Under the plan, Fox Valley students will develop an insatiable taste for highly theoretical, research-intensive economics, the physics of symmetry, and cultural production in South African literature beyond the Lawrence curriculum’s capacity to satisfy.
Shimer feels confident that it can successfully challenge Lawrence’s “hippie cred.”
Legal scholars from Kent, John Marshall, U of C, DePaul and Northwestern surprised Lawrence’s concert choir with a temporary injunction that barred the group from performing at the Baha’i Temple last week.
Choral director Rick Bjella was not disheartened, though, telling the choir, “They can silence us, yes, maybe they can, but can they silence the music in our hearts, the truest songs of all?”

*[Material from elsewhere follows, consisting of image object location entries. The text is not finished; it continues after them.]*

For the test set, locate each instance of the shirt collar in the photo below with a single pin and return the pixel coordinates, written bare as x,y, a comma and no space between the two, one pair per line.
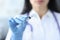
33,13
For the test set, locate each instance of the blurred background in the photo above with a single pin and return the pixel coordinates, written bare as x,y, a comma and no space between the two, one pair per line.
10,8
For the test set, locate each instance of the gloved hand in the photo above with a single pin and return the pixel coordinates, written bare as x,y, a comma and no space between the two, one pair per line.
18,26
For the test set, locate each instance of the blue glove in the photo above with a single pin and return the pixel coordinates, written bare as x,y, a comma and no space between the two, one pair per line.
18,26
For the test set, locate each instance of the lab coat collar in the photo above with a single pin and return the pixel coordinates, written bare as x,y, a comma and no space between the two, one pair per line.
33,13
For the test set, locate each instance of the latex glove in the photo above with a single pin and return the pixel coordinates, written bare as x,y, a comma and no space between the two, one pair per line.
18,26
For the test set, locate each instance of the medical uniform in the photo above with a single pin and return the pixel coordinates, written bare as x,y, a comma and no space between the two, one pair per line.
40,29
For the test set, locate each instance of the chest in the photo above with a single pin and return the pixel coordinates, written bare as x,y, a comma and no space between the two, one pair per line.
44,30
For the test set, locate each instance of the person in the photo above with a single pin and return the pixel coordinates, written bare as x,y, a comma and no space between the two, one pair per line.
39,20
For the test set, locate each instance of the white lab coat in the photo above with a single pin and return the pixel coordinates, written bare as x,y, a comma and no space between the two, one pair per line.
43,29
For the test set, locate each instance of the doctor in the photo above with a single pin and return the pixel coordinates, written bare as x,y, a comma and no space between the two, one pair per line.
39,20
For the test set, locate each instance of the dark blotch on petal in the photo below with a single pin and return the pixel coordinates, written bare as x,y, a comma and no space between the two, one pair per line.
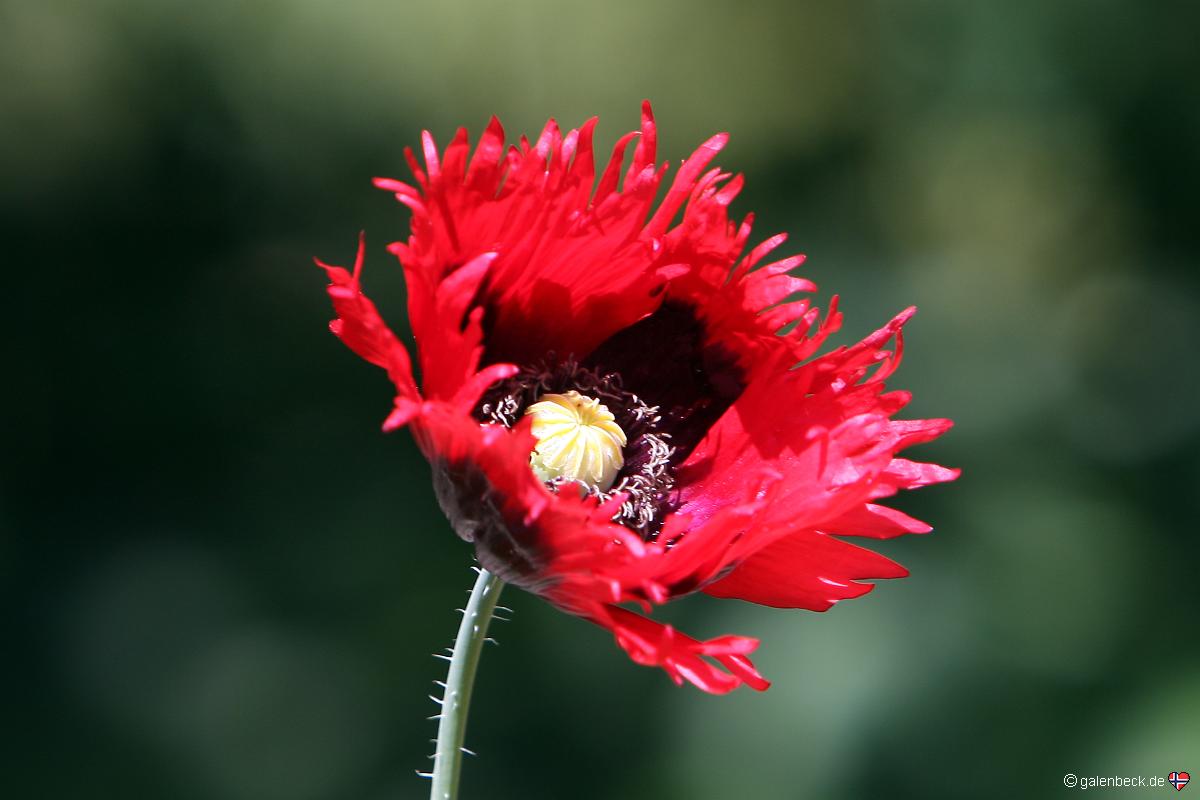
665,360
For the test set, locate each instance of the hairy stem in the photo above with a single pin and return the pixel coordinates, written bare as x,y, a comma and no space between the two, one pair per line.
456,699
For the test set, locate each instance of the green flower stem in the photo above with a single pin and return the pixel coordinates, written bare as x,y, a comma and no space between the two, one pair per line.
456,699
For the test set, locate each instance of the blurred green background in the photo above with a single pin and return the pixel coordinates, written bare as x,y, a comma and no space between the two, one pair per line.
222,582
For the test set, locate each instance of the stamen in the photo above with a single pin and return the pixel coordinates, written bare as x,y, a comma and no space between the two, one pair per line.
579,440
647,477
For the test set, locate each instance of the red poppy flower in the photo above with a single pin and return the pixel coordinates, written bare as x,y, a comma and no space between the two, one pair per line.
682,449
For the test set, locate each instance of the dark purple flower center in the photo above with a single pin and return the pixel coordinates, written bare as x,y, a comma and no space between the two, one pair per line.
661,360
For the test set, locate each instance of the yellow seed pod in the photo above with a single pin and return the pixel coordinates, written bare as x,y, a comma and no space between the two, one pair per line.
579,439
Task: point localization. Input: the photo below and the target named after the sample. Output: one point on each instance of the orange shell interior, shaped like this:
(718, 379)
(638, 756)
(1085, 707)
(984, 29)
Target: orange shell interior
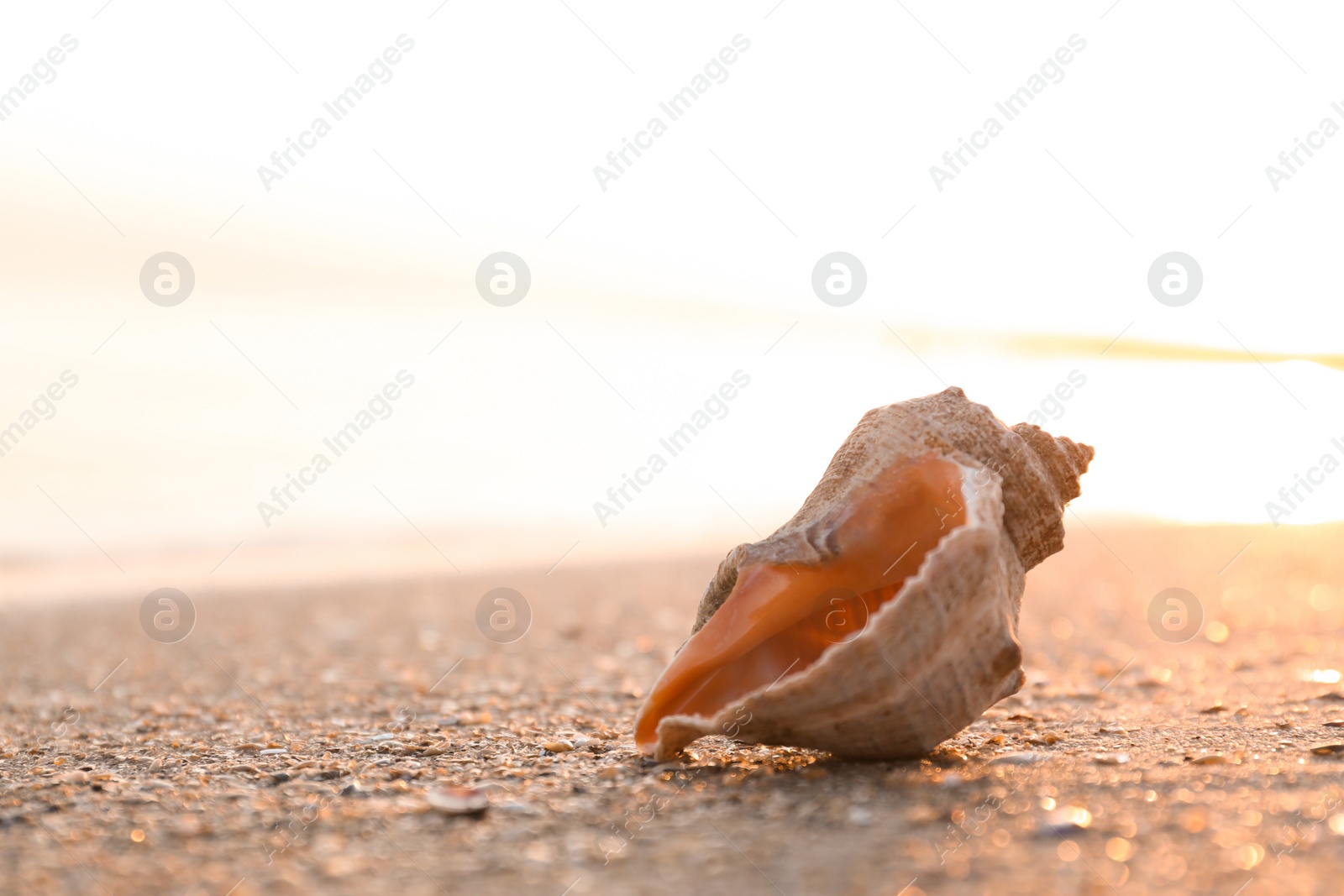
(780, 618)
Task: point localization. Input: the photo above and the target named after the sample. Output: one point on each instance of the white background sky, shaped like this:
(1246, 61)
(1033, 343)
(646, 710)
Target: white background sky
(685, 270)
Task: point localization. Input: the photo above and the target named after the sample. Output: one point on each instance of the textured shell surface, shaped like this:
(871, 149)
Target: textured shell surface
(933, 658)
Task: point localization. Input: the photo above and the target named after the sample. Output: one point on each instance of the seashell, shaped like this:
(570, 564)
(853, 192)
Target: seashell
(882, 618)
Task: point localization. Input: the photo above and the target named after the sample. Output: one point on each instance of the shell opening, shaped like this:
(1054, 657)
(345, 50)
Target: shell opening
(780, 618)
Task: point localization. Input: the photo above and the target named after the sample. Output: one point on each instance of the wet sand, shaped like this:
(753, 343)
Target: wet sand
(288, 745)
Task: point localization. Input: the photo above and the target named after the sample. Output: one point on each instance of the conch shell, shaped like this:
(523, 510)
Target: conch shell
(882, 618)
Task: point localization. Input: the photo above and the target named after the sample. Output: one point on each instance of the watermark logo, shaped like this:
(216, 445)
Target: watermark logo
(840, 614)
(167, 280)
(167, 616)
(503, 280)
(1175, 280)
(503, 616)
(1292, 495)
(839, 280)
(1175, 616)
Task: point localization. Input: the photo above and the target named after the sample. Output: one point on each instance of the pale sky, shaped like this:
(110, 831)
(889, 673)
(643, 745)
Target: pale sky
(648, 295)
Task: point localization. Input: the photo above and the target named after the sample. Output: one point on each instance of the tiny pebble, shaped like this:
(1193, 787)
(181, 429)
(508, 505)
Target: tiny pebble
(1016, 759)
(459, 801)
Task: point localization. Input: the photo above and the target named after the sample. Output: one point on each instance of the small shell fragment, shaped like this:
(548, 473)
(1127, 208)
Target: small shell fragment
(459, 801)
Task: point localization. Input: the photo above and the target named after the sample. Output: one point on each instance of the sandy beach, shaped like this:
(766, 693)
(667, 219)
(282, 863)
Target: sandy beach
(291, 741)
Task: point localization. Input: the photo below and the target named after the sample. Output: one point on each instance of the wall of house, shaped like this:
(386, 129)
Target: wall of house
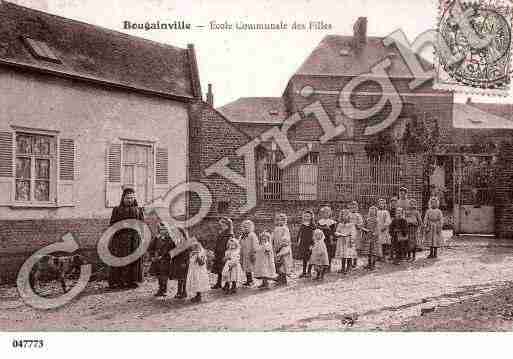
(425, 101)
(93, 117)
(504, 193)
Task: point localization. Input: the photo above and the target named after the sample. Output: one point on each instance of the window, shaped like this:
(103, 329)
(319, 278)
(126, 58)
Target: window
(41, 50)
(298, 181)
(35, 168)
(308, 173)
(138, 170)
(222, 207)
(366, 179)
(311, 158)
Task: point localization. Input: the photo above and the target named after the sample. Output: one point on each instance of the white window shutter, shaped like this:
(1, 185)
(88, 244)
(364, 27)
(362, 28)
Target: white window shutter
(113, 175)
(67, 172)
(161, 176)
(6, 167)
(161, 168)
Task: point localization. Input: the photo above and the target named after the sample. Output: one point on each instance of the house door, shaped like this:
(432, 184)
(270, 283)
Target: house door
(138, 170)
(474, 211)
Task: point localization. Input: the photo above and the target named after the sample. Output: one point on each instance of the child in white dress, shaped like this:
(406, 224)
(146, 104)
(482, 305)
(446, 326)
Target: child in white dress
(357, 219)
(384, 221)
(264, 260)
(197, 274)
(319, 257)
(232, 270)
(346, 246)
(282, 247)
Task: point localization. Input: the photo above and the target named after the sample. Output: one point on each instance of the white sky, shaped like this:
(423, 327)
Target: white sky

Lawrence has been cautious in its naval and ground tests of the Chicago blockade, but midnight leaflet-dropping flights from the Outagamie County Airport – featuring a rushed, un-proofread copy of the new viewbook – have proven successful. Lawrence has also stripped former UIC dean Stanley Fish of his honorary degree, to the chagrin of nobody, least of all Fish.
Dean Syverson, for his part, has been maintaining a steely public line, replying to requests for comment simply with “Bring it on.